Common characteristics of our sample knowledge bases (KBs)

Our eight “sandbox” knowledge bases, described in more detail and linked below, have the following common characteristics:

Contain information (e.g. grocery shopping, community and family facts and history) that is “timeless” and generally understood by almost any target audience
Contain specific information (“ground-truth”) that is already known to (and likely written by) us, so we can better formulate prompts and queries to the model and understand and evaluate its responses
Multimodal, which allows us to challenge the technical capabilities of various models

In addition, the first two (“Shopping for Groceries” and “Cleaning the Garage”) are simple and small, which makes them perfect for prototyping.

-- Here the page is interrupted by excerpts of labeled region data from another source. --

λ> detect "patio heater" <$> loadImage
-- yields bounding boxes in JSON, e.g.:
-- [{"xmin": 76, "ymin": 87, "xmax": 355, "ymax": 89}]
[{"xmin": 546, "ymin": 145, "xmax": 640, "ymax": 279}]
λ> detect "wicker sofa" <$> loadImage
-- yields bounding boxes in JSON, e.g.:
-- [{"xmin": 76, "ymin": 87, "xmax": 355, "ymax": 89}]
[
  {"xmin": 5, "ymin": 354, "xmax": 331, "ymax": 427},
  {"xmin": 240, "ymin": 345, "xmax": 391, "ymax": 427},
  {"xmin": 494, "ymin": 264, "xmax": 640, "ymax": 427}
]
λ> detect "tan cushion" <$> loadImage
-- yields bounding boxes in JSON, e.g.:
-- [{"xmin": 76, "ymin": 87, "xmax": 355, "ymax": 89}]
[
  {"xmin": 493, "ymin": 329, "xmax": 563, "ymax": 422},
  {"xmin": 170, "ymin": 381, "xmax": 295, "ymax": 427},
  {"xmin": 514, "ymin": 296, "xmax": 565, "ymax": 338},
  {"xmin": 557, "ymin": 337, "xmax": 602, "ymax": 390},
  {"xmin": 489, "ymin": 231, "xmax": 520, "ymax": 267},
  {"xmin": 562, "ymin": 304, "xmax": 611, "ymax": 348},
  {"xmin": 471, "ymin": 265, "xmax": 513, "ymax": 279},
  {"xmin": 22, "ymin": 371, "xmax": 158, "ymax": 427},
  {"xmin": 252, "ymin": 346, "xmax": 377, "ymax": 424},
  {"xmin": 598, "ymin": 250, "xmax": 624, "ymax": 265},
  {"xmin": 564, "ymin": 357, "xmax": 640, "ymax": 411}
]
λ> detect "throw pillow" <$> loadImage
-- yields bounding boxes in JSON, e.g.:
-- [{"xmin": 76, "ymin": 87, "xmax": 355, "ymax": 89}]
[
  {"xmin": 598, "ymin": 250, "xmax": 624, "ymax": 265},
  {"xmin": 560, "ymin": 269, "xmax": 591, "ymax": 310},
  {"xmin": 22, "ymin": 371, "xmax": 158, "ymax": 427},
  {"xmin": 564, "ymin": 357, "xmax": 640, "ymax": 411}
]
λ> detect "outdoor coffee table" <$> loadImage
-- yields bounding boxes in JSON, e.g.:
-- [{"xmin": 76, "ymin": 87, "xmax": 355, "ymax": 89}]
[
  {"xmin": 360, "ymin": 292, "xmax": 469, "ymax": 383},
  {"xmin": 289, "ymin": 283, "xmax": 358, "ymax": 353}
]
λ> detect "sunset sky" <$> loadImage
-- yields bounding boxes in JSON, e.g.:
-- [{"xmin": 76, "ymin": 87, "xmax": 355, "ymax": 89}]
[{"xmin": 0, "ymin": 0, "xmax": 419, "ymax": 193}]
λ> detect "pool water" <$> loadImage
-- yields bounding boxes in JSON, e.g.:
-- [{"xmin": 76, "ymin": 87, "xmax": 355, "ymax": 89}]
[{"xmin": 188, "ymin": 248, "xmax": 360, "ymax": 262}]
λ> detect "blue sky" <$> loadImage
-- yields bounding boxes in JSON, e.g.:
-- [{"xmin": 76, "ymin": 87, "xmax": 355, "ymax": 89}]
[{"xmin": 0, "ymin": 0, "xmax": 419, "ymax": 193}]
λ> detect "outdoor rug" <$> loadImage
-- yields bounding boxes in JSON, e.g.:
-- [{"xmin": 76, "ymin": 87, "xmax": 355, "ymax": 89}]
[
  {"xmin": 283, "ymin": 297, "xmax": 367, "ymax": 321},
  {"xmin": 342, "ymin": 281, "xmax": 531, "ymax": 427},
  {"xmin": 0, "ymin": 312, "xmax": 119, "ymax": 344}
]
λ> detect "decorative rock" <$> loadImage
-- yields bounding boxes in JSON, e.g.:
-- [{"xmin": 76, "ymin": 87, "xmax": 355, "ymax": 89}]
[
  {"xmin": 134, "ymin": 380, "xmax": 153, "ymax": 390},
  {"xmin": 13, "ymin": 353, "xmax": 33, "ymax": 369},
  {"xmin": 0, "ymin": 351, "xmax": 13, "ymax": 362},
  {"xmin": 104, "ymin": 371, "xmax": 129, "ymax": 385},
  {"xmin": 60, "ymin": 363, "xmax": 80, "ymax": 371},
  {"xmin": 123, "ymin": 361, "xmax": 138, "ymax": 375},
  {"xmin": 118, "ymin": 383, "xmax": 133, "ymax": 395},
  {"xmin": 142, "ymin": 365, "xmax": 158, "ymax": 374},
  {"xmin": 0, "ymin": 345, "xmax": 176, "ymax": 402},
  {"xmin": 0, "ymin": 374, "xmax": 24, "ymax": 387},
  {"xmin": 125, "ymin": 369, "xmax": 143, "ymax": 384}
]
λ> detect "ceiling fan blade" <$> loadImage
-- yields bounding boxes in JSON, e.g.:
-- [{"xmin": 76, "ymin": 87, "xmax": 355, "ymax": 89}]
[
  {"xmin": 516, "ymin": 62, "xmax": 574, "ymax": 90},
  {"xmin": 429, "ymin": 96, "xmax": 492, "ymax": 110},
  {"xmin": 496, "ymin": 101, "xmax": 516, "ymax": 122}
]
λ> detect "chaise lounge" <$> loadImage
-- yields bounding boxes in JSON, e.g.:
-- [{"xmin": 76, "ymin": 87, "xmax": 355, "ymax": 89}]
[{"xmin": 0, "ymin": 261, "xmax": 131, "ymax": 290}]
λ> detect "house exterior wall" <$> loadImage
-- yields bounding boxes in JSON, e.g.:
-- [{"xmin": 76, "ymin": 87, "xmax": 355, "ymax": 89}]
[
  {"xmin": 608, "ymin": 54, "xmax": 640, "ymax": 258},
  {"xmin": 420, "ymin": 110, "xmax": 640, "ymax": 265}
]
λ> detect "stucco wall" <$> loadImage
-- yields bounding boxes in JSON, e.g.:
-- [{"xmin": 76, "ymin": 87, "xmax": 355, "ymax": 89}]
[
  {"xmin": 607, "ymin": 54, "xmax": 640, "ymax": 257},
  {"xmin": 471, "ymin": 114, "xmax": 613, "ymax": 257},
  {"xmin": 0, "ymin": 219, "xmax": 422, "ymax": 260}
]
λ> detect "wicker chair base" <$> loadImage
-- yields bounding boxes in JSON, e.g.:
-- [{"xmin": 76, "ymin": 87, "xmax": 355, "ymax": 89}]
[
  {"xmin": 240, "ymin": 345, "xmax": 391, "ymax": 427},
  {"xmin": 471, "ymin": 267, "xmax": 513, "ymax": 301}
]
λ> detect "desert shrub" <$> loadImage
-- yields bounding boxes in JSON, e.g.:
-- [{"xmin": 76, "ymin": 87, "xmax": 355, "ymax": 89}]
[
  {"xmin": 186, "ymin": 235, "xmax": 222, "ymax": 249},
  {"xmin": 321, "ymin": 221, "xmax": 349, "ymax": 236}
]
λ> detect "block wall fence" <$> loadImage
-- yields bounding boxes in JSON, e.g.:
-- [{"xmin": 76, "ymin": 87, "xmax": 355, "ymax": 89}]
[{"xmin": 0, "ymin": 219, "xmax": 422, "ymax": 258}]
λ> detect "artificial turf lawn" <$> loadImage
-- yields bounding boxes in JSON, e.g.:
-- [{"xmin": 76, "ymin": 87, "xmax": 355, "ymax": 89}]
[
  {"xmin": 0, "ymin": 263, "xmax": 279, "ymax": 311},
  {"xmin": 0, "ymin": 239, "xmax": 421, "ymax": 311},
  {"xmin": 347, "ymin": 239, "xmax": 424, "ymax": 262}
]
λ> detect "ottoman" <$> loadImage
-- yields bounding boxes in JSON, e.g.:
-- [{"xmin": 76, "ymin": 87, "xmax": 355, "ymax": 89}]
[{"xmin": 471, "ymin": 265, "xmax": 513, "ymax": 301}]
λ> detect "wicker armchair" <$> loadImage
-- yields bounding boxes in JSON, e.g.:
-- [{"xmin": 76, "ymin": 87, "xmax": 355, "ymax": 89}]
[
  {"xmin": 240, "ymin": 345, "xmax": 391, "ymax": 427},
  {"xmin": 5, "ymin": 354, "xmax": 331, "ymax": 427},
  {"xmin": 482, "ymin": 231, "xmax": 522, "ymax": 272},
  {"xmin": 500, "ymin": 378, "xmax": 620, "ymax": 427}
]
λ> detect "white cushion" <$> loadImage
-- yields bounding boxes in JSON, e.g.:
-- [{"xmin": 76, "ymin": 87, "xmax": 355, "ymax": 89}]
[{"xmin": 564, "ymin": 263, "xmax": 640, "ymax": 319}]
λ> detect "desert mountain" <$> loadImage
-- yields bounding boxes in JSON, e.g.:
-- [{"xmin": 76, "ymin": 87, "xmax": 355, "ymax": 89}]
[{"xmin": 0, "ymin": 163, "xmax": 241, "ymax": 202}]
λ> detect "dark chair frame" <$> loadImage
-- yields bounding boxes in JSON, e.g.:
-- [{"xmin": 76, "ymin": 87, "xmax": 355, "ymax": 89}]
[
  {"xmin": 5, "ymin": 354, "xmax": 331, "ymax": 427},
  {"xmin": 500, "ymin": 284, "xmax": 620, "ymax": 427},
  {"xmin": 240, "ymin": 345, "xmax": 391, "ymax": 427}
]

KB #1: “Shopping for groceries”

Facts, features, flaws

Structured document in DITA/xml; illustrates basic DITA concepts and features
Super-small project size (7 topics that include concept, task, reference material)
Content lacks interest, relevance

Sample published content

“Shopping for Groceries” (WebHelp Responsive)
“Shopping for Groceries” (PDF)

KB #2: “Cleaning the garage”

Facts, features, flaws

Structured document in DITA/xml; illustrates more sophisticated DITA features like multiple ditamaps and filtering using a ditaval file
Small project size (20 topics)
Content lacks interest, relevance

Sample published content

“Cleaning the Garage” (WebHelp Responsive)
“Cleaning the Garage” (PDF)

KB #3: “DITAinformationcenter”

Facts, features, flaws

DITA-based structured information project of moderate complexity containing approximately 350 source files
From 2006-2011, contained “ground-truth” information about DITA and the DITA Open Toolkit
Now (2025) the content is outdated and sometimes misleading
We are no longer SMEs in this space

Sample published content

“DITAinformationcenter” (PDF)

KB #4: “Computer history”

Facts, features, flaws

The source files are are in multiple formats: Some are in DITA/xml and others were written in HTML and originally published as website posts
The narrative content is based mostly on our volunteer experiences in volunteering at the Computer History Museum
Adding research-based information to the knowledge collection would be difficult and impractical to do

Sample published content

“My high-tech adventure” (PDF)
“Computer games from the past” (PDF)
“Anker-Werke banking machine” (PDF)

KB #5: “Astronomy images”

Facts, features, flaws

DITA-based structured information project published to WebHelp Responsive
Collaborative project (human/AI)
Images displayed by category (e.g., galaxy, nebula, planet) and included with each image is a short description
Object descriptions are relatively “standard” and “timeless”
Indexed to help people find particular images
Ideal way to share a hobby-based collection of images with friends and family

Sample published content

“Astronomy images” (WebHelp Responsive)

KB #6: “Community information project” (El Dorado Hills, California)

Facts, features, flaws

Written in structured DITA/xml; published to WebHelp Responsive
Collaborative project (human/AI)
Illustrates how to update out-of-date information with the help of AI assistants and agents
Examples files show how to set up a project and prepare for future automation
Includes a style guide and glossary
Model for similar group/community projects
Major issues include: (1) challenge of morphing a book into a web-based topic collection, (2) challenge of updating inherently volatile information after 25 years of inactivity, (3) lack of a current human owner or verifier

Sample published content

WebHelp Responsive site containing information available to general audiences:

“EDH Community Information (2026-01-13)” (website external)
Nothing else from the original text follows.